しかしとにかくあれを取り戻さねば!と手を伸ばす私を、先生はヒョイとかわしながら、表紙を開いた。


ああ、穴があったら入りたい…ってのは、まさにこんな時のためにある言葉だろう。
もう、頭を抱えて顔を真っ赤にすることしか出来ない。


余裕の態度でページをめくっていた原田先生は、手を止めるとニヤリと笑った。

彼が開いてこちらに見せたページには、二人の男性が熱い抱擁を交わしつつ、互いの名を呼ぶ場面が描かれていた。

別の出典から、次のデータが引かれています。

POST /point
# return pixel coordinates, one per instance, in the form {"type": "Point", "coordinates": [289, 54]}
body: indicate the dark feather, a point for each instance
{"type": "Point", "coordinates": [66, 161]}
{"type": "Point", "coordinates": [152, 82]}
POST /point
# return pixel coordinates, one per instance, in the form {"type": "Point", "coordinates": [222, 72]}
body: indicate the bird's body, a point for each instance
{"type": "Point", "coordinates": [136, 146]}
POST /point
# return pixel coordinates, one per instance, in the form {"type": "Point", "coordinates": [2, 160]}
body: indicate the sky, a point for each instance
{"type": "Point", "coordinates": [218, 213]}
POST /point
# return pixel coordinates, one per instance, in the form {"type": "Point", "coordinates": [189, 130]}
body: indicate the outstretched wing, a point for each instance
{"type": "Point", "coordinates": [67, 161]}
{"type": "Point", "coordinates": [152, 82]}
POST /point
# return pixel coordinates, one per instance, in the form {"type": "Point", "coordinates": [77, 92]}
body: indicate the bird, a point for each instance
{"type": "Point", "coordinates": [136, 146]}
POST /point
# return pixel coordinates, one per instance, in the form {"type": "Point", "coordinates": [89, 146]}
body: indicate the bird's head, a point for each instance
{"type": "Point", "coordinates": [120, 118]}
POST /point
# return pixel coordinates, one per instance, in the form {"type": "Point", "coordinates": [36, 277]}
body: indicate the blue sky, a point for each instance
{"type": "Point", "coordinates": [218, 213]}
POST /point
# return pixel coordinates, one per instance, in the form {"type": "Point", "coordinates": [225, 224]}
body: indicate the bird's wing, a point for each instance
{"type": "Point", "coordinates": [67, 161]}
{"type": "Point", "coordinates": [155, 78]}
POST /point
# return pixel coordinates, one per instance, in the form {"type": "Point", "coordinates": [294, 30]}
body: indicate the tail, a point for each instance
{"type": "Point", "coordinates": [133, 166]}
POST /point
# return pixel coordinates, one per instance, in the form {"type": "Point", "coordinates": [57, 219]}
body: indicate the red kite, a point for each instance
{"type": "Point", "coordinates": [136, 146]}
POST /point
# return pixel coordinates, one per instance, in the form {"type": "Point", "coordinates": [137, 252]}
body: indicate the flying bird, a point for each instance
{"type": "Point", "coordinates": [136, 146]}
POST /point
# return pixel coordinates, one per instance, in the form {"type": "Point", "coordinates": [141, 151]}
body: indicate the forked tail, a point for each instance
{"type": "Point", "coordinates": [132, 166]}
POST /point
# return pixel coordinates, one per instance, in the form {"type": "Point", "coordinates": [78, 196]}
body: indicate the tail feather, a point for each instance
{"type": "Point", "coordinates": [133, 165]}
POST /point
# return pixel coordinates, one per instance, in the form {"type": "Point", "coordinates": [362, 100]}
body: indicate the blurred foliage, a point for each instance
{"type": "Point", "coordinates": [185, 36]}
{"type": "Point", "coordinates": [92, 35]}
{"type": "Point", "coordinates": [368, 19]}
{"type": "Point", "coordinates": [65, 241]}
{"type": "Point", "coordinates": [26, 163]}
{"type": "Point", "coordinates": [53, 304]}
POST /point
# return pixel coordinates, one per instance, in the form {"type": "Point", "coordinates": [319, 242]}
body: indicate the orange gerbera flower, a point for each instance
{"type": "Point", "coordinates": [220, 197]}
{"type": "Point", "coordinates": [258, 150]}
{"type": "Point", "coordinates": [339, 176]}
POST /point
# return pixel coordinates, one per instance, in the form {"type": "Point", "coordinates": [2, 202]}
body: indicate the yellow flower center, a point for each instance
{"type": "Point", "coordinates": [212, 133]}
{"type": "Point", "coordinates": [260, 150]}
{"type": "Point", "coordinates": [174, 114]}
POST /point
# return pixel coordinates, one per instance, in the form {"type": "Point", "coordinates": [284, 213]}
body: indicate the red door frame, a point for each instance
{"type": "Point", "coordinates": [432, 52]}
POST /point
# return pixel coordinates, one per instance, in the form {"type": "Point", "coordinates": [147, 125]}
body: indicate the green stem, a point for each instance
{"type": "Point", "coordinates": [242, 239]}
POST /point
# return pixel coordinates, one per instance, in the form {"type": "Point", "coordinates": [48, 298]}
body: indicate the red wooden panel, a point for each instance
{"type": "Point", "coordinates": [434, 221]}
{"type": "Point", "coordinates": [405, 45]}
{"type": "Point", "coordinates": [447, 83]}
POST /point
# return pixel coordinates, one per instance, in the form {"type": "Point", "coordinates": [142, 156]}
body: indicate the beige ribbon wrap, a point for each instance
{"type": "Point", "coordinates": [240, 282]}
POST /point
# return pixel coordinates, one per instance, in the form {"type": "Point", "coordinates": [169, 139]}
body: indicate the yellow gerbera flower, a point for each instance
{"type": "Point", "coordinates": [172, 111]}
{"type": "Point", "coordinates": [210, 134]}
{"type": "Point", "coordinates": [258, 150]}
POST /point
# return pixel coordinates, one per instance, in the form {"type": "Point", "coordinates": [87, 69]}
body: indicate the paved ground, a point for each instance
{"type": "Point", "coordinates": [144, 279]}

「トシゾウとサノスケ…土方さんと俺がモデルってことだよな?」

「………」


原田先生はもちろん、掲げられた自分の作品も直視できない。
カアーッと血の上った顔が熱い。


今にも昏倒しそうな私をよそに、彼は続ける。


「確かに、土方さんは美人さんに違ぇねえけどな」

「そ…そうですよねっ」


思わず身を乗り出した私に、「おいおい、そんなに目を輝かせんなよ」と言いつつ、原田先生は色気たっぷりに笑った。


「悪いな、俺はノーマルなんだ」

「痛っ」


突然降ってきたデコピンに、大げさな声をあげてしまったが、さほど痛くはない。

さすが原田先生、紳士でいらっしゃる。



「このくらいで勘弁してやる。
だからもう、実在の人物をモデルにすんのはやめとけ」

「……………(ヤメラレルワケナイジャナイデスカ)あの…このこと、土方先生は」

「ああ、知ってるぜ」

「ええぇっっ!!!?」



私の顔面は、蒼白なのに違いない…けど…
いや、まさかね…中を全部読んだ、なんてことは、ないよね、うん。


続いて原田先生の口から発せられた言葉は、あくまでも希望的観測を試みる私を、奈落に突き落とした。



「奥付けまで、ちゃあんと読んだぜ。
サノスケじゃなくて、俺としちゃあ残念だったが…」

「なっ!?!
う……いや、そ…そもそも、どうしてこれが、先生の所に?」


くらくらしそうな頭で必死に踏みとどまり、平静を装って尋ねる。


「いやぁ…山南さんの親戚が、島原女子に通ってるらしくてな」

「はぁ……」



もう、詳しくは聞くまい。

すっかり戦意喪失、魂が抜けたように憔悴しきった私は、気付けば、原田先生に頭をポンとたたかれていた。


「これで、俺の説教は終いだ。
あとは…頼んだぜ、土方さん」



ん?今、土方さんって聞こえたような…

ひっ、土方先生!!!?


なぜ、このタイミングで?
というか、原田&土方の、あまりにも絶妙なコンビネーション。
やっぱり、愛の力かしら?
さすがだわ〜…



なんて妙な感心をしていたら、開いたドアから土方先生が入って来るのと入れ替わりに、原田先生は軽くウィンクして、部屋を出ていった。

ちょっと、原田先生!
待って、行かないで〜…





静まり返った部屋で、土方先生と向かい合う。

気…気まずい……


目を合わせず俯いていると、先に口を開いたのは、土方先生だった。


「ったく…なんだってんだ、おまえは」

「な…なな、なんのことでしょう?」


あくまでもシラを切ろうとする私を見下ろしていた先生は、眉間にシワを刻みながら、微かなため息を漏らした。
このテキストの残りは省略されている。